I realize one can get 'lost' in reverie or even live in the past, neither very beneficial for yourself and those around you. But I also realize that many of us, myself included, don't take the time to zakar and that sin of omission renders us a bunch of ingrates, a condition that seems to be rampant these days and, I believe, an aroma quite unbecoming for one who once prayed Jesus into his heart to stay. Advent is a time of looking ahead, no doubt, but it is also a time of raising the question - 'our lives are precious, aren't they?' and remembering, often with words not spoken, the answer - 'Yes, yes they are.'



     

Joachim

Have you ever wondered about Mary's father? Scripture is silent in regard to him, tradition names him Joachim... 

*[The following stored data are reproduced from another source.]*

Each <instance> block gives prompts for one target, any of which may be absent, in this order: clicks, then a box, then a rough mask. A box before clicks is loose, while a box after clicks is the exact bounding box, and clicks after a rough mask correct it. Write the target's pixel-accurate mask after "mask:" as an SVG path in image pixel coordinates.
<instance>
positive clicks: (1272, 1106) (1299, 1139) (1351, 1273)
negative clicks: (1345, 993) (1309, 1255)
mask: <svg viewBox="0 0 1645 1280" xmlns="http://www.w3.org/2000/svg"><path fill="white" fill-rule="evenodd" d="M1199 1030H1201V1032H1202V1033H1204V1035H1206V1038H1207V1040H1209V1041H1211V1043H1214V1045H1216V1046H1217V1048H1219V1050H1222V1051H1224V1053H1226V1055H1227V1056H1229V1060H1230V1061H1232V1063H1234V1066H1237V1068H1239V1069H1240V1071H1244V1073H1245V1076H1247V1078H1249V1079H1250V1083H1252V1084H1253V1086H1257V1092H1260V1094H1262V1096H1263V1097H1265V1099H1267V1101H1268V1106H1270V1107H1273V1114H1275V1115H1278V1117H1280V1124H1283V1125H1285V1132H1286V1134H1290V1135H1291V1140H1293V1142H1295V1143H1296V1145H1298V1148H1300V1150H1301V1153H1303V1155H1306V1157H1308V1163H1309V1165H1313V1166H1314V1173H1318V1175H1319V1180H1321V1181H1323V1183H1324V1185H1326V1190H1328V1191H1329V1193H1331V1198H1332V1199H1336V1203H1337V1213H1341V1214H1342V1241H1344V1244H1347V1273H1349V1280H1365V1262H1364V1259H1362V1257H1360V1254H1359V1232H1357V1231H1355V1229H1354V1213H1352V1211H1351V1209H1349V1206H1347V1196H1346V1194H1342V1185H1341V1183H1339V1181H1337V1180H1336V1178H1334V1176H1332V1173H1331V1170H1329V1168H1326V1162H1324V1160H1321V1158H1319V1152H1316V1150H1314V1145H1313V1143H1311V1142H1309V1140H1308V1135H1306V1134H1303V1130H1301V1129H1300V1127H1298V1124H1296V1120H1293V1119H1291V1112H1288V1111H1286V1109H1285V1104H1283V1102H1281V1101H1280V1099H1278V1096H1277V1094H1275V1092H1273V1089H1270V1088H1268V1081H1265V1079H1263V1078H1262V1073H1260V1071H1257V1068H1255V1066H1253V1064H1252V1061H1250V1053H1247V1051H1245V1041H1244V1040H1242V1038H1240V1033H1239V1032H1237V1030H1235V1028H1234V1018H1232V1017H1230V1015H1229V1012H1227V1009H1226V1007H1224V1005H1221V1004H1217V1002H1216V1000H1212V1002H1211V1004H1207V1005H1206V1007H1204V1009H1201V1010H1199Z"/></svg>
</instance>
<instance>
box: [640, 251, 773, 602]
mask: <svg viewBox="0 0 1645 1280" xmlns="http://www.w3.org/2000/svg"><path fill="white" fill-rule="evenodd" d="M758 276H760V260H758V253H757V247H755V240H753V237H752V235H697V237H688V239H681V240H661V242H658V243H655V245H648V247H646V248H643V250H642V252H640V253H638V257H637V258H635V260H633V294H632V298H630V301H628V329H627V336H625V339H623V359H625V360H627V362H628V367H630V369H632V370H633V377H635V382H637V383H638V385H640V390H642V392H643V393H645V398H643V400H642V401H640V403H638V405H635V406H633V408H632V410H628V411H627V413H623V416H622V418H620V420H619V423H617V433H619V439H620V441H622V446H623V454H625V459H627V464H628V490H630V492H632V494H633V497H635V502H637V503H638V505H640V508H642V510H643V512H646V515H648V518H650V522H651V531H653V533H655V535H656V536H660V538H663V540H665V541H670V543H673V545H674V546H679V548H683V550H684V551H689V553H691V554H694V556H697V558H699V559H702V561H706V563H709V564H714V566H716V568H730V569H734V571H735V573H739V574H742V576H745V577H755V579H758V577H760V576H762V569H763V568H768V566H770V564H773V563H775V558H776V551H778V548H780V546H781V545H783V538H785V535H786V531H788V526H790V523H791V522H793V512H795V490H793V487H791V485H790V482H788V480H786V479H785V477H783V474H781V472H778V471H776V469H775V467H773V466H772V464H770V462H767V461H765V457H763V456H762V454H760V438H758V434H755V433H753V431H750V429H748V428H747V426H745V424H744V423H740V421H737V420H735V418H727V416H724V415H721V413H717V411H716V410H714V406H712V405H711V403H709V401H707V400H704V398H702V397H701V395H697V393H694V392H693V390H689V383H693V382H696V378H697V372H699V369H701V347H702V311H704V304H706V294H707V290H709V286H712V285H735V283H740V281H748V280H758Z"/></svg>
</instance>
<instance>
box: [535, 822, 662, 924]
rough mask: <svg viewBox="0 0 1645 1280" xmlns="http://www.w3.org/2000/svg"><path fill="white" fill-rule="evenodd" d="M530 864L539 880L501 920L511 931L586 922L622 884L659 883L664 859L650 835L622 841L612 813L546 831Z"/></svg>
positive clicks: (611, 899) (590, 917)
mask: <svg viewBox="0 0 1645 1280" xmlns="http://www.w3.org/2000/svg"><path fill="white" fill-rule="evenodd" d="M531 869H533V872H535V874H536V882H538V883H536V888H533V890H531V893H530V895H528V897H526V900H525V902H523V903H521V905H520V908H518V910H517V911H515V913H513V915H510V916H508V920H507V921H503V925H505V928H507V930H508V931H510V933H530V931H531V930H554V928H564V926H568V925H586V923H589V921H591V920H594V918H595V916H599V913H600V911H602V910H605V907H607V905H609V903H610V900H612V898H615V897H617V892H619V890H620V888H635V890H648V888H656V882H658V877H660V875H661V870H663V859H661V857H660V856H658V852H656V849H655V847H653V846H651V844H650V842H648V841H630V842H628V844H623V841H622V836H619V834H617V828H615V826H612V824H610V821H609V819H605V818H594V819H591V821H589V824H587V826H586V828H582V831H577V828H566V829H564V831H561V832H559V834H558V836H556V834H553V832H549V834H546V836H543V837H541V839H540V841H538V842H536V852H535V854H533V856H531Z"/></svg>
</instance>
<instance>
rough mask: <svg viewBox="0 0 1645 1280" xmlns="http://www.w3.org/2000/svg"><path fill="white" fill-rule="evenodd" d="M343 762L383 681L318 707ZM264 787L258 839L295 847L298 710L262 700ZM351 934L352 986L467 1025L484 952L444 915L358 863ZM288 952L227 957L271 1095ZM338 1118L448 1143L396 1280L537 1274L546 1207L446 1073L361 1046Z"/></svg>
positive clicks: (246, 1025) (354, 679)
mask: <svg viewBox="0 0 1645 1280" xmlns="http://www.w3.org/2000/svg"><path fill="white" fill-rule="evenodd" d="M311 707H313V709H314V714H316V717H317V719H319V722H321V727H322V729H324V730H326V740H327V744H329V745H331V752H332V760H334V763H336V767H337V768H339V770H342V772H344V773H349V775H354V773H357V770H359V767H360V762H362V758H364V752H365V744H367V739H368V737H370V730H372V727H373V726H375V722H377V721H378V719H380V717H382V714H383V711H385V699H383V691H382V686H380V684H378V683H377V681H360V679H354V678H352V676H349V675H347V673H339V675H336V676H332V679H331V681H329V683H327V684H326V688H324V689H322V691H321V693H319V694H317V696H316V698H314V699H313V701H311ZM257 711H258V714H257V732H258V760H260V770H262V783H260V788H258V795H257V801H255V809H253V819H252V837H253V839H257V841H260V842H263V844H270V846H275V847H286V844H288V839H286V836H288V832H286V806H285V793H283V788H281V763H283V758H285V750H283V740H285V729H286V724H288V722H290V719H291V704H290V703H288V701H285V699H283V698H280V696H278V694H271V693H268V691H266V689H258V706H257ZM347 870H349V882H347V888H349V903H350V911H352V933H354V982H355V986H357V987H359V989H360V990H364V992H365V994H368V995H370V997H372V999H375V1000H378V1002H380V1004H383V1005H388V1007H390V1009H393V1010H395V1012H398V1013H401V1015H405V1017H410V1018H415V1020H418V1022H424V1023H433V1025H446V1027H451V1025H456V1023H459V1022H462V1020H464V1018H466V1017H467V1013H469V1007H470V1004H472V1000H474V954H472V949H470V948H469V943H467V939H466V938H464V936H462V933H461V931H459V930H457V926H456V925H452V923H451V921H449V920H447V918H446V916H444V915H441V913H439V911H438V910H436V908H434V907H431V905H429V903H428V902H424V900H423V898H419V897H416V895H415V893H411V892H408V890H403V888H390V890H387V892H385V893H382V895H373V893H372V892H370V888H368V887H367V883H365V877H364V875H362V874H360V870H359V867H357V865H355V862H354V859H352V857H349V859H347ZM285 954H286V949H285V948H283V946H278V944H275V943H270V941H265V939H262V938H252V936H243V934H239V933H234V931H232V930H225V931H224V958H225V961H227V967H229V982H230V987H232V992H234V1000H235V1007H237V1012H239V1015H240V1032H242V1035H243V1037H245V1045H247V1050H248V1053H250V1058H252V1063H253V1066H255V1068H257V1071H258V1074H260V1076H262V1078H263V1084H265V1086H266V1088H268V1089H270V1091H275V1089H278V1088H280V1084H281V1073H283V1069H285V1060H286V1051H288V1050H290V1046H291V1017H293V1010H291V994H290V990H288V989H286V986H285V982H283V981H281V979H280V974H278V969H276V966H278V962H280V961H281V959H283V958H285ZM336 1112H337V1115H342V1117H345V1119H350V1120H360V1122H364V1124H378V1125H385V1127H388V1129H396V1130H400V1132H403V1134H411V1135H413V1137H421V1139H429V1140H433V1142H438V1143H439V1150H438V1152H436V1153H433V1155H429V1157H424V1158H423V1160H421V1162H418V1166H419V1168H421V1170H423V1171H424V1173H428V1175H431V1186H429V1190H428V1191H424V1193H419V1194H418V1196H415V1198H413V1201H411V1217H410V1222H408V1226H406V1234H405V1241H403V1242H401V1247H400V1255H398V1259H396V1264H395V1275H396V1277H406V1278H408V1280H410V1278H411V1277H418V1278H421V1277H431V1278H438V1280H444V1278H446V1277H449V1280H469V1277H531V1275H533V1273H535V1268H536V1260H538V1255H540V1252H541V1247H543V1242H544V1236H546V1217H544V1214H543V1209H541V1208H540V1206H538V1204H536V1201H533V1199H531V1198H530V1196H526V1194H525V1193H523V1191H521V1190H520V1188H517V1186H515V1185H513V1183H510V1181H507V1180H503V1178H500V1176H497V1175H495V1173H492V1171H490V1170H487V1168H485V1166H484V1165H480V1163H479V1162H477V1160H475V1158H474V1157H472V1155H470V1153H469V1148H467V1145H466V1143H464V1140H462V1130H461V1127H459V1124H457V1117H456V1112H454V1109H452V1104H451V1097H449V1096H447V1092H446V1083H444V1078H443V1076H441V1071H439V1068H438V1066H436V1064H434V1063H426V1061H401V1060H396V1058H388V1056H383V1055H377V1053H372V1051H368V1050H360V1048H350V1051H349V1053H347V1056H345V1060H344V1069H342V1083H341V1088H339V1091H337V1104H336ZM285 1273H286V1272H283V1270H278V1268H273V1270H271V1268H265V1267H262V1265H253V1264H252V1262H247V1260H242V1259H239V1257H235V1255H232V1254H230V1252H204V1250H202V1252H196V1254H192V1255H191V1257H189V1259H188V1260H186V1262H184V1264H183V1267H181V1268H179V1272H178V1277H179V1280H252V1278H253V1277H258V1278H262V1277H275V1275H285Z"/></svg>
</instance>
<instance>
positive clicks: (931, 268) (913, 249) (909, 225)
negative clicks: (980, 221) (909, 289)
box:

Born under the moon’s nail,
long expected, carried low
as was my prayer.
Unto us a child was born,
yet not to carry my name.
But children are a gift from God,
what’s born is born.
She would smile at my voice,
stitching herself to me,
a hem of grace
to my half-lived life.
Oh, Mary.

Then it all unraveled,
the veil of promise torn.

Through tears we witnessed
her jubilant shriving:
a tale of angel
and favor and son.
She spoke as one changed,
not older, but larger, magnified.
But who could believe such things?
By day her mother murmured
all things are possible.
By night she paced.
Me? I wept alone.
Oh, Mary.

Whoever the father is,
I wrestle with him in dreams.








Parson's Prayer...

What if I'm not ready?
Not ready for December,
and carols and Rankin-Bass?
I'm no Scrooge, lord knows,
or a foolish virgin (actually, scratch the virgin part)
its just my ivy's
not feeling that holly...
at least not yet.
If someone said well ready or not, its coming
I'd be tempted to shoot their partridge
and that's not christian, lord knows.
So help me, help us get ready. Amen.